In this article, we look at three recent advances in particular: search technologies, software as a service (SaaS), and operational BI. In order to understand how these technologies are being implemented and made available to organizations, we must look at the vendors that provide them. A complete survey of all vendors in these technology brackets is practically impossible; what we illustrate in this article is simply that innovation is still very much alive and well in BI.

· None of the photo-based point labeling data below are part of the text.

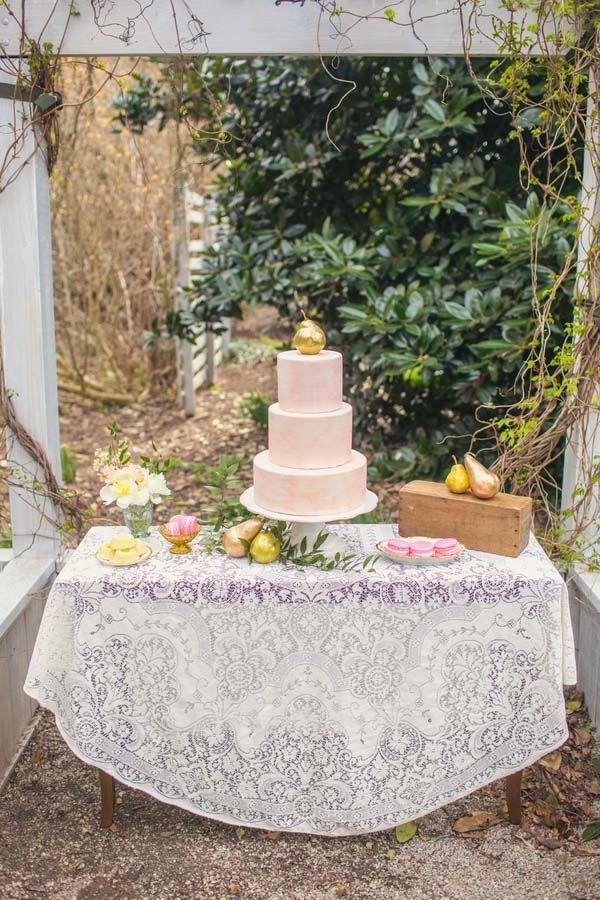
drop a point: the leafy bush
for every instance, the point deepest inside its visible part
(411, 242)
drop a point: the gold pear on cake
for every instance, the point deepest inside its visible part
(309, 338)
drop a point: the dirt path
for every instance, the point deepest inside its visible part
(51, 848)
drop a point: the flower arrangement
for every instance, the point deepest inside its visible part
(128, 483)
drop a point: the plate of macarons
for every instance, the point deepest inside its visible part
(421, 551)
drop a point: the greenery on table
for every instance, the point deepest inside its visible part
(411, 243)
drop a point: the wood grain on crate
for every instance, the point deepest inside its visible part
(500, 525)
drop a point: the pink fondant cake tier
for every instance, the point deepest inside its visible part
(310, 440)
(309, 384)
(310, 492)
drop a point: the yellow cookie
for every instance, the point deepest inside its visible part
(126, 556)
(122, 541)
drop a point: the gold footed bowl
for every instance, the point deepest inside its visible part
(180, 543)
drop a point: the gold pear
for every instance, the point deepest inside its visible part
(484, 484)
(457, 479)
(245, 531)
(309, 337)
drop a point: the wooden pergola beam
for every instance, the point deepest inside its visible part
(266, 28)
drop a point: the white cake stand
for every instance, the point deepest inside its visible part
(310, 527)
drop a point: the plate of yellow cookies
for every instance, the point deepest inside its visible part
(123, 550)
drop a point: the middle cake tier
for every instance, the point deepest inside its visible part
(310, 440)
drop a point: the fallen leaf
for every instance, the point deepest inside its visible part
(405, 832)
(551, 761)
(591, 832)
(475, 822)
(583, 736)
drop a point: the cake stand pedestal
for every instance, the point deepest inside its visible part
(310, 527)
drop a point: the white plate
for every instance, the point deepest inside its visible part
(419, 560)
(106, 562)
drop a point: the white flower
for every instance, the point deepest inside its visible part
(157, 487)
(126, 491)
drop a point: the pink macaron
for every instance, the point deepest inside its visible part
(446, 547)
(398, 546)
(421, 548)
(178, 525)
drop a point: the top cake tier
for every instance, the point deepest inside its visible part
(309, 384)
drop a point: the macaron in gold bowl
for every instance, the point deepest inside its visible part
(180, 543)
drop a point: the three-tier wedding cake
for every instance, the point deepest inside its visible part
(310, 468)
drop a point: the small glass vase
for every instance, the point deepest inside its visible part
(139, 519)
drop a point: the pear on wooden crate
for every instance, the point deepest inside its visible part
(457, 479)
(483, 483)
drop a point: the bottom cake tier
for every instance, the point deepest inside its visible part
(310, 492)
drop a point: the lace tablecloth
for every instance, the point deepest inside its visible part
(324, 702)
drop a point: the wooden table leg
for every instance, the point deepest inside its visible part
(107, 799)
(512, 784)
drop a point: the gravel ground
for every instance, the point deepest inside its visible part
(52, 847)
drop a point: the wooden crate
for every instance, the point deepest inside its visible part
(500, 525)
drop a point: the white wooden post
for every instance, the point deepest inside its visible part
(183, 348)
(583, 443)
(27, 328)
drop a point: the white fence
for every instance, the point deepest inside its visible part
(197, 362)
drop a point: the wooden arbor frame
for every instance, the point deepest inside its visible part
(164, 28)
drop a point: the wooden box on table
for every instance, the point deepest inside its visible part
(500, 525)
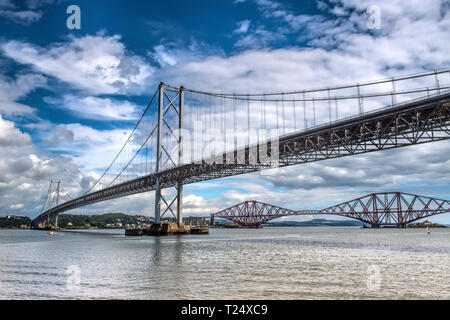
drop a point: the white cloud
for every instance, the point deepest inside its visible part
(25, 17)
(242, 26)
(13, 90)
(101, 109)
(96, 64)
(25, 172)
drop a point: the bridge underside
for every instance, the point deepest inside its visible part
(412, 123)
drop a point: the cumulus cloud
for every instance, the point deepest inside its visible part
(25, 171)
(11, 90)
(96, 64)
(25, 13)
(100, 109)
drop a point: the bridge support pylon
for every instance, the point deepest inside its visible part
(168, 102)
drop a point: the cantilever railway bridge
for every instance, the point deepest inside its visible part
(377, 209)
(186, 136)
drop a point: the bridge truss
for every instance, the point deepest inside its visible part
(163, 152)
(377, 209)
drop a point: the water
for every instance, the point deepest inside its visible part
(269, 263)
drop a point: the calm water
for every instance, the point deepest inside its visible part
(271, 263)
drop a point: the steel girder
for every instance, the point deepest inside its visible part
(254, 213)
(416, 122)
(390, 208)
(377, 209)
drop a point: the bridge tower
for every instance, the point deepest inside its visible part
(170, 122)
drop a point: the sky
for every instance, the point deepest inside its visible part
(70, 97)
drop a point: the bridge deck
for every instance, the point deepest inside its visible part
(415, 122)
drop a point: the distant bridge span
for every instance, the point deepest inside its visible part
(377, 209)
(425, 119)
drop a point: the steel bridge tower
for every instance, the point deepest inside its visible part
(170, 121)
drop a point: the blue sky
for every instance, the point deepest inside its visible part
(69, 98)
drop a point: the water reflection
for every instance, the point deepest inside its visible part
(274, 263)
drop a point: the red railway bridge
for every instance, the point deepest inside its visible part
(377, 209)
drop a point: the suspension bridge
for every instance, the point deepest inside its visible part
(186, 136)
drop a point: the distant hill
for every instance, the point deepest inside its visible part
(316, 223)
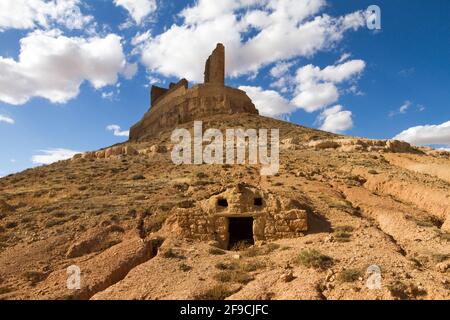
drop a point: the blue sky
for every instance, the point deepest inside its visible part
(69, 69)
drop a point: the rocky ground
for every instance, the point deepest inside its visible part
(369, 202)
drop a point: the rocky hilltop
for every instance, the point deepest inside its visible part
(344, 218)
(180, 104)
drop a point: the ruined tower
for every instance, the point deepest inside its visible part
(215, 66)
(180, 104)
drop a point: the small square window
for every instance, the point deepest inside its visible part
(258, 202)
(222, 202)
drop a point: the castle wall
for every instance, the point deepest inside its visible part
(215, 66)
(182, 105)
(267, 226)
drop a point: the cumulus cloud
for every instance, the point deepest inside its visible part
(117, 130)
(138, 9)
(256, 33)
(268, 102)
(317, 88)
(53, 66)
(6, 119)
(335, 119)
(49, 156)
(280, 69)
(29, 14)
(427, 134)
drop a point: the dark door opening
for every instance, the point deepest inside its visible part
(241, 233)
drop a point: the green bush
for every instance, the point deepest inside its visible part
(314, 259)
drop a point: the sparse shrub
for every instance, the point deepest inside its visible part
(181, 186)
(252, 266)
(259, 251)
(34, 277)
(116, 228)
(171, 254)
(440, 257)
(59, 214)
(5, 290)
(54, 222)
(11, 225)
(398, 289)
(216, 251)
(184, 267)
(314, 259)
(218, 292)
(241, 245)
(233, 276)
(226, 266)
(349, 275)
(343, 233)
(445, 236)
(252, 252)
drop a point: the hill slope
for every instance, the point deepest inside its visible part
(368, 202)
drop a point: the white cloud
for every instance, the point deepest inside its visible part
(280, 30)
(117, 130)
(29, 14)
(53, 66)
(280, 69)
(404, 107)
(268, 102)
(6, 119)
(52, 155)
(427, 134)
(316, 88)
(344, 57)
(335, 120)
(138, 9)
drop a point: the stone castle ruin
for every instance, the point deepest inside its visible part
(180, 104)
(241, 213)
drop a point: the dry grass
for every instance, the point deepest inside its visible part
(218, 292)
(349, 275)
(314, 259)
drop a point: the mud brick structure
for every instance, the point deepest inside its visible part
(180, 104)
(241, 213)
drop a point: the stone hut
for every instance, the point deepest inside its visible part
(241, 213)
(180, 104)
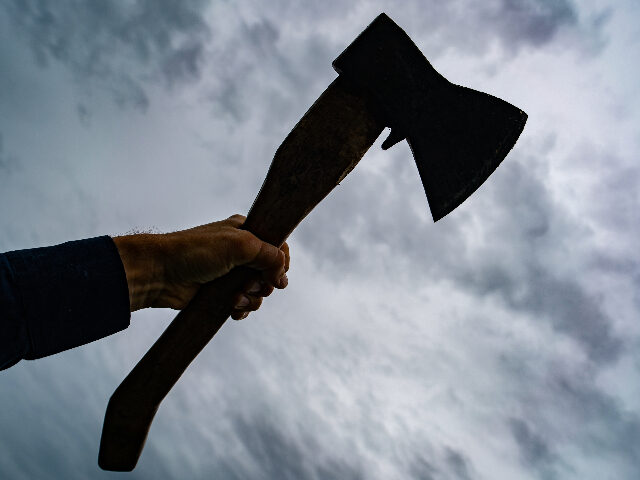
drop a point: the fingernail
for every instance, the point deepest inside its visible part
(243, 302)
(255, 287)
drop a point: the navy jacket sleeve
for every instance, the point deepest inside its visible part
(60, 297)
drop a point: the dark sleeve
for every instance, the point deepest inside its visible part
(60, 297)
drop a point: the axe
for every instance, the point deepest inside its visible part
(458, 137)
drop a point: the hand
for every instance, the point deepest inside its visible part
(166, 270)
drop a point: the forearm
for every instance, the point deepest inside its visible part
(139, 254)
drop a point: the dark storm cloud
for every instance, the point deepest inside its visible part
(507, 258)
(279, 456)
(534, 451)
(609, 427)
(450, 465)
(535, 22)
(118, 46)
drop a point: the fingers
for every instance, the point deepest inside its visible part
(271, 262)
(244, 304)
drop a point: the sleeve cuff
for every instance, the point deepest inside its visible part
(71, 294)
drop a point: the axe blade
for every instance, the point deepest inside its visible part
(463, 140)
(458, 136)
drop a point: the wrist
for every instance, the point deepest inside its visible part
(139, 254)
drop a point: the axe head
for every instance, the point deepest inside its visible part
(458, 136)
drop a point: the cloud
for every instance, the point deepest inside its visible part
(119, 47)
(534, 451)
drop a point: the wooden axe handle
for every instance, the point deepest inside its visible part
(320, 151)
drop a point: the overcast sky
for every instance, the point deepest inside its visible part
(502, 342)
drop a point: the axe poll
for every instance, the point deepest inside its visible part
(458, 137)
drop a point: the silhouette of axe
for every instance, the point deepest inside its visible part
(458, 137)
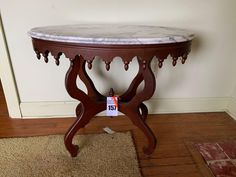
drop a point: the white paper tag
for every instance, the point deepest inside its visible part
(112, 106)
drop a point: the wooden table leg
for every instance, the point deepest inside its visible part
(132, 107)
(90, 105)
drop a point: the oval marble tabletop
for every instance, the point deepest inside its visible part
(111, 34)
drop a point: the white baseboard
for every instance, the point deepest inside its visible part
(155, 106)
(232, 108)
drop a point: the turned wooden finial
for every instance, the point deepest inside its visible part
(90, 64)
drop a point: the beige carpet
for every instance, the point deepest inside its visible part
(101, 155)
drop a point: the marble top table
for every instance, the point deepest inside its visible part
(82, 43)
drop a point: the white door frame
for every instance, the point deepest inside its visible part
(7, 77)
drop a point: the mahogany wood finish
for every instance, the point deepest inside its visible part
(172, 158)
(130, 103)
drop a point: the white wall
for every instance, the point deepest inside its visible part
(208, 72)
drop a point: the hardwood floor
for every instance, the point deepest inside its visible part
(171, 157)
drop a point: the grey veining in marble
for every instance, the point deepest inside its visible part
(111, 34)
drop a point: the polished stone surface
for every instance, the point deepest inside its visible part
(111, 34)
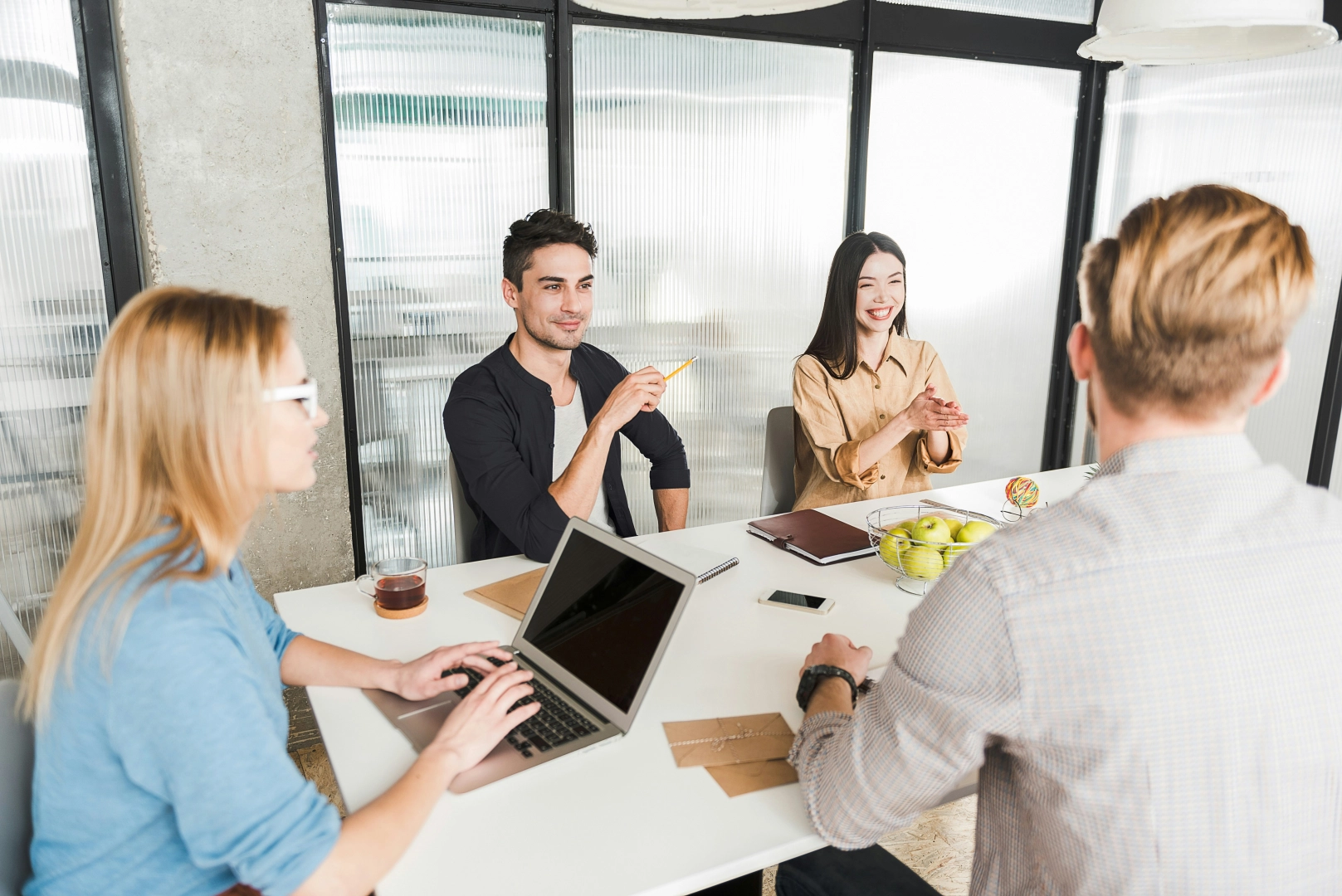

The traditional BI solution comprises a data warehouse or data marts (individual business area–specific data stores for reporting and analysis) as its foundation. Data warehouses are designed for high performance in querying operations, and often contain summaries based on business needs. Extract, transform, and load (ETL) processes bring data from operational data sources into the data warehouse periodically, the frequency dependent on latency needs. Between extracting data from sources and loading them into targets, data cleansing and data summarization are activities that take place in an ETL process. Online analytical processing (OLAP) provides high-performance access to data in the data warehouse through the creation of cubes, which are data structures that aggregate data across multiple dimensions and provide the business user with an analytical environment. Reporting and querying environments provide access to canned or ad hoc enquiries into historical data in the data warehouse/marts.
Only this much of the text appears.